What credit score do I need for an online business loan?
Online lender credit requirements vary widely by product. Fintech term loans often approve at 600–640 with 6–12 months of operating history and $50,000–$100,000 in annual revenue. Revolving lines of credit through online lenders typically want 620–680. Revenue-based financing often focuses more on revenue consistency than credit score, sometimes approving as low as 550–580. Peer-to-peer business loans tend to require stronger personal credit — 660 or above.

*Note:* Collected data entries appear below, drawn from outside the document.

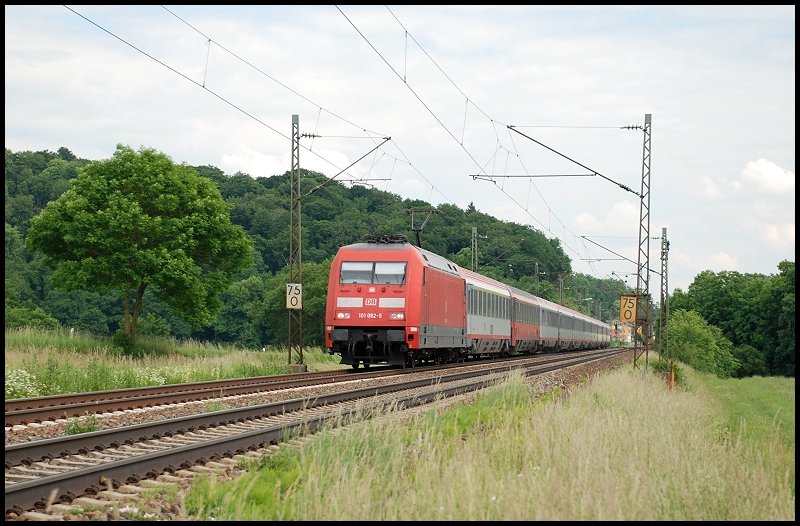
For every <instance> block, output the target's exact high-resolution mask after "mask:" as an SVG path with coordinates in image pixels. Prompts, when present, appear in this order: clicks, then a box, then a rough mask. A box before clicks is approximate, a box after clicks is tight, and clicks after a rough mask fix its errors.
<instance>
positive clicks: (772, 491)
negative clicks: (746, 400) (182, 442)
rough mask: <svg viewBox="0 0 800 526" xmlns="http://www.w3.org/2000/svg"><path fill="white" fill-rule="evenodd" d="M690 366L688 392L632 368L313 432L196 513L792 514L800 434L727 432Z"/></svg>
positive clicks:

Regardless of the platform, higher credit scores almost always result in better rates and higher limits.
How do fintech lenders approve loans faster than banks?
Fintech lenders use software to analyze data you share directly: they connect to your bank accounts, accounting software (QuickBooks, Xero), payment processors (Stripe, Square), and e-commerce platforms. This gives them a real-time view of your cash flow, revenue trends, and debt obligations in minutes — the same analysis a bank does manually over weeks. They also use automated underwriting models that score thousands of variables simultaneously. The tradeoff for this speed and accessibility is cost: fintech lenders charge significantly more than banks to compensate for the higher risk of approving businesses banks decline.
What are the warning signs of a predatory online lender?
Walk away if any of these appear: (1) The lender won't give you a clear written statement of total repayment before signing. (2) You're pressured to sign the same day or told the offer expires imminently. (3) The contract contains a confession-of-judgment (COJ) clause, which lets them obtain a court judgment against you without a trial. (4) You're encouraged to take multiple advances simultaneously (stacking). (5) The UCC-1 lien covers all business assets (blanket lien) rather than specific receivables. Legitimate lenders give you time to read the contract, answer questions directly, and don't hide the total cost.
Is revenue-based financing tax deductible?
Yes — payments on revenue-based financing are generally deductible as a business expense, similar to interest on a loan. The total cost (the amount above principal you repay) is typically deductible, not just a portion. However, the tax treatment can depend on how the arrangement is structured and your jurisdiction. Because RBF providers report costs differently than traditional lenders — often as a flat repayment multiple rather than an interest rate — consult a tax professional about how to categorize and deduct payments accurately on your business return.